Conditional Probability and Bayes:
1. An actuary is studying the prevalence of three health risk factors, denoted by A, B and C, within a population of women. For each of the three factors, the probability is 0.1 that a woman in the population has only this risk factor (and no others). For any two of the three factors, the probability is 0.12 that she has exactly these two risk factors (but not the other). The probability that a woman has all three risk factors, given that she has A and B, is 1/3. Calculate the probability that a woman has none of the three risk factors, given that she does not have risk factor A.
2. Insurance company believes that people can be divided into two classes: those who are accident prone and those who are not. The company’s statistics show that an accident-prone person will have an accident at some time within a fixed 1-year period with probability 0.4, whereas this probability decreases to 0.2 for a person who is not accident prone.

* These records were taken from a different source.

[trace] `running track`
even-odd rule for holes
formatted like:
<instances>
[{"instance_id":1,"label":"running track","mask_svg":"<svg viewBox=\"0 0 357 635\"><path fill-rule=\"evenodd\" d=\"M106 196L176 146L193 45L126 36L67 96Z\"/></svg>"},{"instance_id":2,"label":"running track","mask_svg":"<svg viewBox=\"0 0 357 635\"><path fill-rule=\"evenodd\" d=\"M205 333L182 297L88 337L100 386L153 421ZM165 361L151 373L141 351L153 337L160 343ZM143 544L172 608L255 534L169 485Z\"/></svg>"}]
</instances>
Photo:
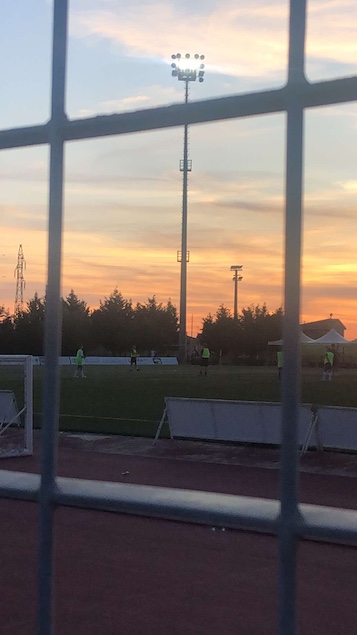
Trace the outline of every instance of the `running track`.
<instances>
[{"instance_id":1,"label":"running track","mask_svg":"<svg viewBox=\"0 0 357 635\"><path fill-rule=\"evenodd\" d=\"M128 442L129 443L129 440ZM278 496L274 450L63 437L61 476ZM351 455L309 453L300 500L357 508ZM264 465L264 467L257 467ZM38 472L33 457L1 469ZM129 472L129 474L123 474ZM1 635L36 632L37 507L0 500ZM156 519L60 508L55 523L56 635L275 635L277 540ZM357 550L303 542L299 635L357 632Z\"/></svg>"}]
</instances>

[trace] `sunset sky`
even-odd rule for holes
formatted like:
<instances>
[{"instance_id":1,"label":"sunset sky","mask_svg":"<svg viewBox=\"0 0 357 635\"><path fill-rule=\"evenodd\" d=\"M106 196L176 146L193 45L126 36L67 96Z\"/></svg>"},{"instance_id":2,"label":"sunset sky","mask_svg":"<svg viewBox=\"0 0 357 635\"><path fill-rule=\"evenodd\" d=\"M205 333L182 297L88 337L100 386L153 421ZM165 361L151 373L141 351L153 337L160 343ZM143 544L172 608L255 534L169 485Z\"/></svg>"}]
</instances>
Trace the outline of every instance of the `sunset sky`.
<instances>
[{"instance_id":1,"label":"sunset sky","mask_svg":"<svg viewBox=\"0 0 357 635\"><path fill-rule=\"evenodd\" d=\"M288 2L70 0L69 118L182 102L171 54L206 56L190 99L279 87L286 80ZM1 0L0 128L50 111L52 2ZM356 0L308 3L310 81L355 75ZM357 337L357 106L305 118L301 321L340 318ZM115 287L179 307L183 130L66 146L62 294L91 308ZM187 330L220 304L233 310L231 265L243 265L239 310L283 303L285 116L191 126ZM0 305L13 311L19 245L25 300L46 284L48 149L0 153ZM193 316L193 327L192 327Z\"/></svg>"}]
</instances>

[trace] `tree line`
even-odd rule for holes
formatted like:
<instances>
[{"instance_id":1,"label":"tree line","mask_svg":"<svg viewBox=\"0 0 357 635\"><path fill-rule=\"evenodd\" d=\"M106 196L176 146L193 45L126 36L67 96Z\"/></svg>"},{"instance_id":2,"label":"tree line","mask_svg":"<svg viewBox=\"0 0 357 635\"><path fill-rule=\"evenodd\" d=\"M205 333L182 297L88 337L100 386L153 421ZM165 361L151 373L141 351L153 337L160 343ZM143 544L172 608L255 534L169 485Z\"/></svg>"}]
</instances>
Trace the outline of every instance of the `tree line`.
<instances>
[{"instance_id":1,"label":"tree line","mask_svg":"<svg viewBox=\"0 0 357 635\"><path fill-rule=\"evenodd\" d=\"M141 353L167 354L178 340L178 318L170 300L163 305L156 297L133 306L114 291L91 310L73 290L61 299L62 355L75 355L83 345L86 355L127 355L135 344ZM46 299L37 293L23 311L4 314L0 323L2 354L43 355Z\"/></svg>"},{"instance_id":2,"label":"tree line","mask_svg":"<svg viewBox=\"0 0 357 635\"><path fill-rule=\"evenodd\" d=\"M254 360L266 352L269 341L281 338L282 319L282 308L270 313L264 303L242 309L235 320L222 304L214 316L209 314L202 320L200 339L216 355L228 356L232 362Z\"/></svg>"},{"instance_id":3,"label":"tree line","mask_svg":"<svg viewBox=\"0 0 357 635\"><path fill-rule=\"evenodd\" d=\"M117 288L99 308L91 310L73 290L61 299L62 355L74 355L80 345L86 355L128 355L135 344L139 354L175 355L178 349L178 316L168 300L155 296L146 303L127 300ZM0 307L0 352L6 355L43 355L46 299L37 293L26 308L10 316ZM242 309L235 320L221 305L202 320L198 348L206 343L216 354L231 361L255 357L266 351L269 340L281 337L282 309L269 313L263 306ZM196 344L196 343L195 343Z\"/></svg>"}]
</instances>

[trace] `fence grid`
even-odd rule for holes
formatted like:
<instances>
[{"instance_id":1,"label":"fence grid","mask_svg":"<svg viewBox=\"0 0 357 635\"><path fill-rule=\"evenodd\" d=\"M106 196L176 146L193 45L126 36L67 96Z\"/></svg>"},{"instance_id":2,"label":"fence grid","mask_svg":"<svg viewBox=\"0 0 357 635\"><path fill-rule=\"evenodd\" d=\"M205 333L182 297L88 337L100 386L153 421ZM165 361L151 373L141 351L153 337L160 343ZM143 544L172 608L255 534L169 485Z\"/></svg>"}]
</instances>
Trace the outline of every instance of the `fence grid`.
<instances>
[{"instance_id":1,"label":"fence grid","mask_svg":"<svg viewBox=\"0 0 357 635\"><path fill-rule=\"evenodd\" d=\"M51 118L43 125L0 131L0 149L50 147L48 279L41 475L0 471L0 496L40 507L38 633L53 633L53 514L58 505L111 509L187 522L250 527L279 537L279 633L295 635L296 550L303 537L357 544L357 513L298 502L297 421L300 398L300 265L303 134L306 108L357 100L357 77L310 83L305 78L306 0L290 0L288 79L280 89L152 110L69 121L65 113L68 0L54 0ZM128 134L269 113L286 113L284 377L280 502L56 476L61 339L63 155L66 141ZM129 510L129 511L128 511Z\"/></svg>"}]
</instances>

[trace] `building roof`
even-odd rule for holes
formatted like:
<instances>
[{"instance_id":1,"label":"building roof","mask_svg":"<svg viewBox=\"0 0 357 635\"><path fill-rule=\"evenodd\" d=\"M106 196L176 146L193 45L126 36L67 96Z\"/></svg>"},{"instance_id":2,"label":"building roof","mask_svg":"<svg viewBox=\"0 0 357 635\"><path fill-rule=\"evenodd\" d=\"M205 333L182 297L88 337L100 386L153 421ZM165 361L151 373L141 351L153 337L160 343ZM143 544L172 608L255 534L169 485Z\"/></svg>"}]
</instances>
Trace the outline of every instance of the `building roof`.
<instances>
[{"instance_id":1,"label":"building roof","mask_svg":"<svg viewBox=\"0 0 357 635\"><path fill-rule=\"evenodd\" d=\"M300 324L301 329L336 329L336 326L342 326L343 329L346 330L344 324L342 324L341 320L335 318L327 318L327 320L317 320L316 322L304 322L304 324Z\"/></svg>"}]
</instances>

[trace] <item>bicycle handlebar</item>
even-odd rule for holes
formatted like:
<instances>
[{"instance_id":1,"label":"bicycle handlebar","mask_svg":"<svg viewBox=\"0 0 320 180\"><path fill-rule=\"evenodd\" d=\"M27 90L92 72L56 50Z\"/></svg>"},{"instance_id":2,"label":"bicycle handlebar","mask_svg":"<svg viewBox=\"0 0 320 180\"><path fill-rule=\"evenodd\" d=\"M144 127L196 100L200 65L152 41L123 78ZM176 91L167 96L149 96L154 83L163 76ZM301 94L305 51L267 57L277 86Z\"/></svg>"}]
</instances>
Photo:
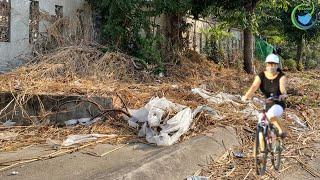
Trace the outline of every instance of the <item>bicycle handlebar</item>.
<instances>
[{"instance_id":1,"label":"bicycle handlebar","mask_svg":"<svg viewBox=\"0 0 320 180\"><path fill-rule=\"evenodd\" d=\"M281 101L280 96L272 96L266 99L267 101Z\"/></svg>"}]
</instances>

If we assume that 30% of the population is accident prone,
(a)what is the probability that a new policyholder will have an accident within a year of purchasing a policy?
(b)Suppose that a new policyholder has an accident within a year of purchasing a policy. What is the probability that he or she is accident prone?
3. A COVID-19 Rapid Antigen Test is 95% effective in detecting COVID-19 when it is, in fact, present. However, the test also yields a “false positive” result for 1% of the healthy persons tested. (That is, if a healthy person is tested, then, with probability 0.01, the test result will imply that he or she has the disease.) If 0.5% of the population actually has the disease, what is the probability that a person has the disease given that the test result is positive?
4. The following information is given about a group of high-risk borrowers. (1) Of all these borrowers, 30% defaulted on at least one student loan. (2) Of the borrowers who defaulted on at least one car loan, 40% defaulted on at least one student loan. (3) Of the borrowers who did not default on any student loans, 28% defaulted on at least one car loan. A statistician randomly selects a borrower from this group and observes that the selected borrower defaulted on at least one student loan. Calculate the probability that the selected borrower defaulted on at least one car loan.